The Munkatcher passport – a passport we need with the virus
Rabbi Shlomo Carlebach often told the story of the Munkatcher passport.
In this story his uncle asked the Munkatcher Rebbe for a passport to travel from Munkatch to Berlin just before WWII. Considering the climate of the times the request seemed impossible to fulfill.
After many hours, the Rebbe emerged from his private chambers and gave him just an empty piece of paper soaked with Tears. With this paper Shlomo’s uncle was escorted everywhere in Germany with great honor.
The Munkatcher passport surfaces over and over in our lives. When a bride walks around her groom, they give each other the Munkatcher passport.
When children are born they close their eyes and cry,giving to and receiving from their parents the Munkatcher passport.
And when we stand near the Kotel (something we are forbidden from doing this virus crisis) and place a kvittel in its crevice, we do so with the Munkatcher passport.
And, concluded Rabbi Carlebach, when we begin the Talmud, we start on the second page — daf bais. Where is daf aleph, the first page? It is empty, absolutely empty. It is the Munkatcher passport.
What is the Munkatcher passport? Perhaps it represents infinite love. Hence the aleph in Vayikra (the first word of the new book of Leviticus) is small to remind us of the importance of humbly, sincerely approaching God with daf aleph, with the Munkatcher passport — symbol of the unconditional love that we ought to have for God and that God has for us and that we should all have for each other.

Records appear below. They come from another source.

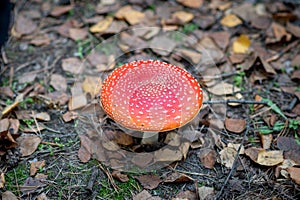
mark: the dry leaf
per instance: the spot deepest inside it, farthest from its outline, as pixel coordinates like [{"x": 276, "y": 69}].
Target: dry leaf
[
  {"x": 72, "y": 65},
  {"x": 8, "y": 195},
  {"x": 191, "y": 3},
  {"x": 58, "y": 82},
  {"x": 60, "y": 10},
  {"x": 182, "y": 17},
  {"x": 269, "y": 158},
  {"x": 102, "y": 25},
  {"x": 227, "y": 156},
  {"x": 235, "y": 125},
  {"x": 78, "y": 33},
  {"x": 42, "y": 116},
  {"x": 92, "y": 85},
  {"x": 241, "y": 44},
  {"x": 2, "y": 180},
  {"x": 28, "y": 144},
  {"x": 24, "y": 26},
  {"x": 231, "y": 20},
  {"x": 70, "y": 115},
  {"x": 42, "y": 40},
  {"x": 119, "y": 176},
  {"x": 149, "y": 181},
  {"x": 294, "y": 174},
  {"x": 208, "y": 157},
  {"x": 77, "y": 102},
  {"x": 176, "y": 177},
  {"x": 35, "y": 166}
]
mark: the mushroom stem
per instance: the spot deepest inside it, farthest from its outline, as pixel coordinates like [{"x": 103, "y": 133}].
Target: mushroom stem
[{"x": 149, "y": 138}]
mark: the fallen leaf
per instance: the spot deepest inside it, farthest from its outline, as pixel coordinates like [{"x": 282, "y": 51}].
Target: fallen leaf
[
  {"x": 77, "y": 102},
  {"x": 269, "y": 158},
  {"x": 78, "y": 33},
  {"x": 60, "y": 10},
  {"x": 191, "y": 3},
  {"x": 92, "y": 85},
  {"x": 72, "y": 65},
  {"x": 102, "y": 25},
  {"x": 24, "y": 26},
  {"x": 235, "y": 125},
  {"x": 241, "y": 44},
  {"x": 119, "y": 176},
  {"x": 205, "y": 192},
  {"x": 176, "y": 177},
  {"x": 294, "y": 174},
  {"x": 231, "y": 20},
  {"x": 2, "y": 180},
  {"x": 58, "y": 82},
  {"x": 145, "y": 195},
  {"x": 41, "y": 40},
  {"x": 8, "y": 195},
  {"x": 183, "y": 17},
  {"x": 149, "y": 181},
  {"x": 35, "y": 166},
  {"x": 42, "y": 116},
  {"x": 293, "y": 29},
  {"x": 227, "y": 156},
  {"x": 167, "y": 155},
  {"x": 28, "y": 144},
  {"x": 69, "y": 116}
]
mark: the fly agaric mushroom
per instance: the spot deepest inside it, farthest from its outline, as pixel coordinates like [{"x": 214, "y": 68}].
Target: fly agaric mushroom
[{"x": 151, "y": 96}]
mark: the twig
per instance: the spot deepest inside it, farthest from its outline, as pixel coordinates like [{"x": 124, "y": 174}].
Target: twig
[
  {"x": 219, "y": 194},
  {"x": 242, "y": 101}
]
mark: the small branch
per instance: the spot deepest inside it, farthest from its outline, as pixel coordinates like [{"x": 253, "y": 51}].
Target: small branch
[{"x": 242, "y": 101}]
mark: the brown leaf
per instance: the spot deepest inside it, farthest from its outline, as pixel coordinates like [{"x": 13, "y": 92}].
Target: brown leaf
[
  {"x": 28, "y": 144},
  {"x": 77, "y": 102},
  {"x": 102, "y": 25},
  {"x": 294, "y": 174},
  {"x": 35, "y": 166},
  {"x": 149, "y": 181},
  {"x": 78, "y": 33},
  {"x": 176, "y": 177},
  {"x": 235, "y": 125},
  {"x": 145, "y": 195},
  {"x": 266, "y": 140},
  {"x": 2, "y": 180},
  {"x": 191, "y": 3},
  {"x": 269, "y": 158},
  {"x": 8, "y": 195},
  {"x": 119, "y": 176},
  {"x": 295, "y": 30},
  {"x": 92, "y": 85},
  {"x": 72, "y": 65},
  {"x": 60, "y": 10},
  {"x": 58, "y": 82},
  {"x": 241, "y": 44},
  {"x": 24, "y": 26},
  {"x": 208, "y": 157},
  {"x": 42, "y": 116},
  {"x": 231, "y": 20},
  {"x": 41, "y": 40}
]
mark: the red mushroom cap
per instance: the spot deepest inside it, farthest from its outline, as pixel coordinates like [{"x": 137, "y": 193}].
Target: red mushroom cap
[{"x": 151, "y": 96}]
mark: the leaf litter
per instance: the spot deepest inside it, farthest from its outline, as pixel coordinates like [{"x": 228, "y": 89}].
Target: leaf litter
[{"x": 250, "y": 39}]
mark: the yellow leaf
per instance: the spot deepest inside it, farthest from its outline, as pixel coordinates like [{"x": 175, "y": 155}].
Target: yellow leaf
[
  {"x": 241, "y": 44},
  {"x": 269, "y": 158},
  {"x": 183, "y": 16},
  {"x": 102, "y": 25},
  {"x": 231, "y": 20}
]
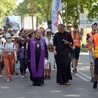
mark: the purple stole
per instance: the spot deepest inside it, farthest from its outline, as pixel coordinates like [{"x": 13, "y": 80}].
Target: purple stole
[{"x": 39, "y": 72}]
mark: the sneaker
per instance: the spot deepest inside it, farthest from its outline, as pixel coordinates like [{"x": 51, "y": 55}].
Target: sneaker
[
  {"x": 45, "y": 77},
  {"x": 16, "y": 73},
  {"x": 7, "y": 80},
  {"x": 92, "y": 79},
  {"x": 0, "y": 76},
  {"x": 22, "y": 76},
  {"x": 95, "y": 85}
]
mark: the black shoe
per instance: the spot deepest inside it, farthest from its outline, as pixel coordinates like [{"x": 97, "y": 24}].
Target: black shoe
[
  {"x": 45, "y": 77},
  {"x": 48, "y": 77},
  {"x": 95, "y": 85},
  {"x": 34, "y": 84},
  {"x": 92, "y": 79}
]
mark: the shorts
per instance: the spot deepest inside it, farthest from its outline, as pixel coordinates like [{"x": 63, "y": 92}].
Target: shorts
[
  {"x": 96, "y": 66},
  {"x": 76, "y": 52},
  {"x": 91, "y": 60}
]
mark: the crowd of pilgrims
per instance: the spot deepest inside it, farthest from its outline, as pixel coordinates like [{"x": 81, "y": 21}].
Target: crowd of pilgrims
[{"x": 34, "y": 52}]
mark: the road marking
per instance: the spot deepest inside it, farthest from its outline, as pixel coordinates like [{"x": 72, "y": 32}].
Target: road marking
[
  {"x": 83, "y": 78},
  {"x": 88, "y": 77}
]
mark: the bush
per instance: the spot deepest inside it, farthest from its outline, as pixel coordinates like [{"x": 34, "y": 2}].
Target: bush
[{"x": 84, "y": 49}]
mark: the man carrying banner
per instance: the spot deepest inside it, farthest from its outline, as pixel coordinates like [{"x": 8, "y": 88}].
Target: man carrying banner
[{"x": 62, "y": 44}]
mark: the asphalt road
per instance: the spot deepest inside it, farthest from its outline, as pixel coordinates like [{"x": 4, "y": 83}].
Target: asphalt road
[{"x": 80, "y": 87}]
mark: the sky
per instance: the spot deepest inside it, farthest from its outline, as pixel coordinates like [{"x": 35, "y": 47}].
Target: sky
[{"x": 18, "y": 1}]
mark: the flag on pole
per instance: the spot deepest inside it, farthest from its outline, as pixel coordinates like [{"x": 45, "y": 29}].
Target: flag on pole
[{"x": 56, "y": 7}]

Here is an example of Patience:
A Holy Healer
Sadie is having terrible headaches that just won’t go away so she goes to her rabbi to see if there’s anything he can do. She whines, and cries and talks for hours not only about her headache, but about her terrible living conditions as well.
All of the sudden, Sadie shouts, overjoyed, “Rabbi, I think your holy presence has cured me! The headache is completely gone!
To which the rabbi responds, “No, no Sadie, it’s not gone. I have it now.”